Es ist schwer zu sehen, wie sie sich dahinschleppt, beim Gehen ständig schwankt und kaum mehr schafft, auf ihre Lieblings-Fensterbank herauf zu springen. Unglücklich erschien sie in den letzten Wochen nicht - obwohl sie immer weniger fraß. Seit gestern ist jedoch klar, dass gerade die letzten Sandkörner durch ihre Lebensuhr rinnen, denn seitdem hat sie ihren Wassernapf kaum mehr angerührt.

Es bricht einem das Herz. Und trotzdem weiß man, dass die Katze spätestens in 12 Stunden Höllenqualen erleiden wird, die das langsame Austrocknen des Körpers mit sich führt.

Die Entscheidung steht an: Will man das Tier sterben lassen oder die Euthanasie (Einschläfern) einleiten lassen, die die letzten Leiden nimmt?

Jeder Fall ist anders


Im Falle der oben beschriebenen Katze (ihr Name was Sheila und sie wurde 21 Jahre alt), ist die Entscheidung klar. Ihr Ende ist abzusehen und vor ihr liegt nichts als Leid, das sich noch gut 2-3 Tage hinschleppen kann. Der Termin beim Tierarzt ist also unvermeidlich.

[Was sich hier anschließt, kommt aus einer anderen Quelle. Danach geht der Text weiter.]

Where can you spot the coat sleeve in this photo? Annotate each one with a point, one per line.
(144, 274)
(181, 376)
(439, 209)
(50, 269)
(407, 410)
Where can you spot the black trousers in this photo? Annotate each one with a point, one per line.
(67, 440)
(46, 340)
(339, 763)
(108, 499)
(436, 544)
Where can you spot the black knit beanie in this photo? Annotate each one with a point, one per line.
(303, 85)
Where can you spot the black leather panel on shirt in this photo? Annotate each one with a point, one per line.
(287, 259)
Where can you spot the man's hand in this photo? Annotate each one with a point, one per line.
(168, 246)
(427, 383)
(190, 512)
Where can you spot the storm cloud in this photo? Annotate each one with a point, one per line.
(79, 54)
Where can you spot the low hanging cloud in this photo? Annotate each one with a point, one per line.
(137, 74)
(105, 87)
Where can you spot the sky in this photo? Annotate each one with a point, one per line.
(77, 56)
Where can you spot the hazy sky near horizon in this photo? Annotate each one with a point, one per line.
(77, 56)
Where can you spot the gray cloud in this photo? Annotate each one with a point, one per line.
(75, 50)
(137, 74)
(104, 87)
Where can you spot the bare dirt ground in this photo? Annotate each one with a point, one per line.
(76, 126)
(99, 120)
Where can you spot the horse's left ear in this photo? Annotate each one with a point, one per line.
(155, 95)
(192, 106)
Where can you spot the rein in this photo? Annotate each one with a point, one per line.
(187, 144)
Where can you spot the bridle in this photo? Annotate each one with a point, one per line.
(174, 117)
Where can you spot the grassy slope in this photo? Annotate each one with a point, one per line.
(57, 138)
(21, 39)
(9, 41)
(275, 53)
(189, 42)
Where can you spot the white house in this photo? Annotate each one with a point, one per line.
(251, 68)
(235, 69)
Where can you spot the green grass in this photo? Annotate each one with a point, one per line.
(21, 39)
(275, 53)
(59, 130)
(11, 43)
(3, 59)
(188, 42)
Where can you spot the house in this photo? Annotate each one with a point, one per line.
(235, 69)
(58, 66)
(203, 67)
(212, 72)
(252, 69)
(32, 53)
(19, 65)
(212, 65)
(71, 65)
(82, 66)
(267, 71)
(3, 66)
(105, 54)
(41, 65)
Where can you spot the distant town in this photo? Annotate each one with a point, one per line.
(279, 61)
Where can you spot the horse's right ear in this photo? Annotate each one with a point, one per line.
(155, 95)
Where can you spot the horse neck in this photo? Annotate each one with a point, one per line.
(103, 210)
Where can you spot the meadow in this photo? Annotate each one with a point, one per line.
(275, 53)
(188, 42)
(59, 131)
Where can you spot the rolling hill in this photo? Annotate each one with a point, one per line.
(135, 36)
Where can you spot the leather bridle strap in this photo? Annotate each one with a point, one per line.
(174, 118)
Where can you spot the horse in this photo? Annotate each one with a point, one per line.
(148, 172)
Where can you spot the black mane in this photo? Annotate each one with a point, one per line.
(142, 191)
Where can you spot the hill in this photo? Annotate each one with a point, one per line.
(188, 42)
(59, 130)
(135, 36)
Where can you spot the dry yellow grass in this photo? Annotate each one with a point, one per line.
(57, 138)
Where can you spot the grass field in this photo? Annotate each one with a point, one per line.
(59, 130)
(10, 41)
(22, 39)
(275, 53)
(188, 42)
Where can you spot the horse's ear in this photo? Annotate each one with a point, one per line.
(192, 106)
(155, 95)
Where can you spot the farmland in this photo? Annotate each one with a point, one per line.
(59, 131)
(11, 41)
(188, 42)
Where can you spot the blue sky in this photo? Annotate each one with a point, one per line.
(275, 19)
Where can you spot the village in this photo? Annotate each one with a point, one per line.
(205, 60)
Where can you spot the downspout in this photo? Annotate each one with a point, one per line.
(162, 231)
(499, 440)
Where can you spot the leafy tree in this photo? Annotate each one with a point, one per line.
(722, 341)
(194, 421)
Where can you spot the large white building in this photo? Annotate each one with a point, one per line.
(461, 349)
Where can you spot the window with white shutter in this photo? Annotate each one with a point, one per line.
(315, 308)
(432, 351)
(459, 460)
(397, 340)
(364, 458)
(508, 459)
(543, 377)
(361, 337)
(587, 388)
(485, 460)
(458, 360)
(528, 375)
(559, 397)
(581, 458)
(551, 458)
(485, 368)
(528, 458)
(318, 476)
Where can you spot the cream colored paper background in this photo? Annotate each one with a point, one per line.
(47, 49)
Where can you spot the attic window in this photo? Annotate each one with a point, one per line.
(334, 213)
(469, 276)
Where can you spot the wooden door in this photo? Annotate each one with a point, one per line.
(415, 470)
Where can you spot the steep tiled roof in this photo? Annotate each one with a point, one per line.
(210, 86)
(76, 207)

In anderen Fällen jedoch, sieht es anders aus. Was ist mit Katzen, die erblinden oder inkontinent werden? Was ist mit krebskranken Katzen und solchen, die CNI haben?

In jedem Fall muss der Halter selbst entscheiden - denn er kennt seine Katze am besten - welcher Weg gewählt wird.

Hat die Katze also keine akuten Schmerzen, wie es bei manchen Krebsleiden ist, oder wird sie sich an die Umstände gewöhnen, wie es viele erblindende Katzen tun, besteht kein Grund, die Katze "erlösen" zu wollen.

Tiere jedoch, die es vom Charakter her zu sehr schaffen würde, mit den neuen Umständen umzugehen zu lernen, sind anders. Sie quält es eventuell zu sehr, beispielsweise nie wieder heraus zu können und haben dann demzufolge keine nennenswerte Lebensqualität mehr. Euthanasie kann in Fällen wie diesen sehr wohl eine Erlösung von einem unglücklichen Leben sein.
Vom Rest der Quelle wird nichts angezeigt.